The production reliability problem
Teams often pick one runtime and expect it to solve everything: retries, approvals, policy, observability, and rollback. That design looks efficient until the first high-impact failure.
Durable execution and governance are separate concerns. One keeps workflows alive. The other decides whether actions are permitted. Production agents need both concerns represented explicitly.
Common failure mode
Retry logic is centralized, but policy checks are scattered.
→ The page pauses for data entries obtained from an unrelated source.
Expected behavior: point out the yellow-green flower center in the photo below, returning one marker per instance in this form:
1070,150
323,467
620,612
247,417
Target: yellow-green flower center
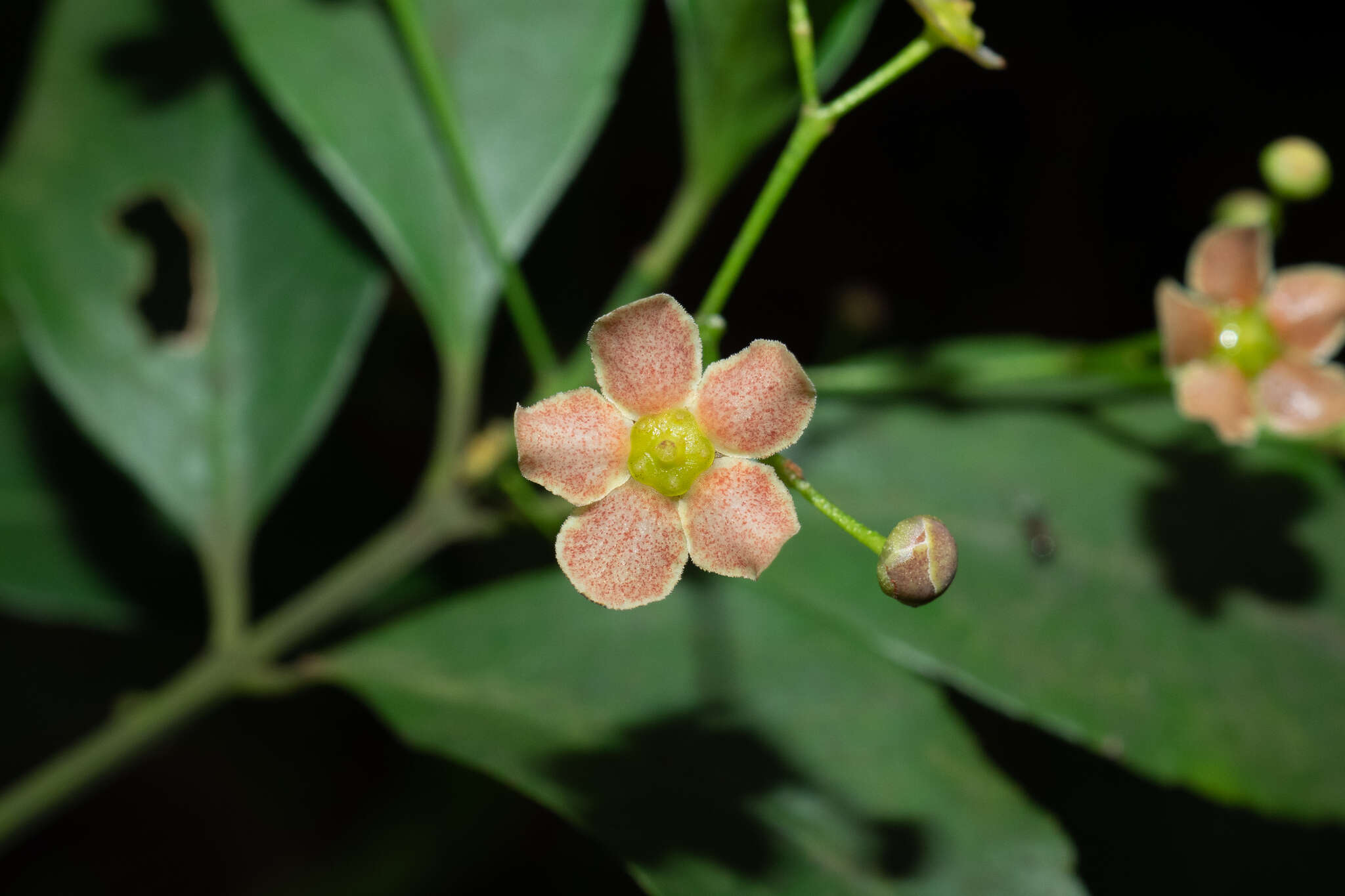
1247,339
669,450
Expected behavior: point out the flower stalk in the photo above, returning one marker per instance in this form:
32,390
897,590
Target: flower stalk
793,477
814,124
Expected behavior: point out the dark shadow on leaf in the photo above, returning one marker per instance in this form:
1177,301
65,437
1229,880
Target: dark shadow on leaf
1215,524
1134,836
110,522
177,56
685,785
1218,530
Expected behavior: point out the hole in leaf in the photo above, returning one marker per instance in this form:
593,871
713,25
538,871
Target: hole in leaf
170,303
During incidents, operators cannot explain why an action executed.
What top sources cover vs miss
| Source | Strong coverage | Missing piece |
|---|---|---|
| Temporal Durable Execution Technical Guide | Excellent breakdown of consistency problems, retries, compensation, and long-running workflow behavior in distributed systems. | No native policy decision layer for pre-execution ALLOW or DENY decisions on AI agent actions. |
| LangGraph Durable Execution Docs | Strong details on checkpointers, durability modes, task boundaries, and resume behavior after exceptions. | No cross-system governance model for approvals and immutable policy snapshot binding before side effects. |
| LangChain Frameworks, Runtimes, and Harnesses | Clear categorization of frameworks vs runtimes and explicit mention of Temporal as a runtime option. | Does not provide actionable reliability and governance integration guidance for regulated production environments. |
Mental model
Execution reliability engine. Focuses on completion guarantees, retries, and workflow state progression.
Governance control plane. Focuses on pre-execution policy decisions, approvals, and auditable action contracts.
Failure semantics comparison
| Dimension | Temporal | Cordum |
|---|---|---|
| Primary objective | Complete workflows despite failures | Enforce governance before execution |
| Retry model | Activity retries with policy and backoff | Protocol-level result classes (`FAILED_RETRYABLE` vs `FAILED_FATAL`) |
| Approval semantics | Custom signals and workflow logic | First-class `REQUIRE_APPROVAL` state in policy flow |
| Rollback model | Compensations in workflow code | Saga rollback triggered on fatal outcomes |
| Policy location | Application-defined | Safety Kernel decisions at submit and dispatch |
| Best at | Durability and orchestration correctness | Operational guardrails, approvals, and auditability |
How to combine both
A practical pattern is straightforward: Temporal orchestrates workflow lifetime, while Cordum evaluates policy before high-impact steps.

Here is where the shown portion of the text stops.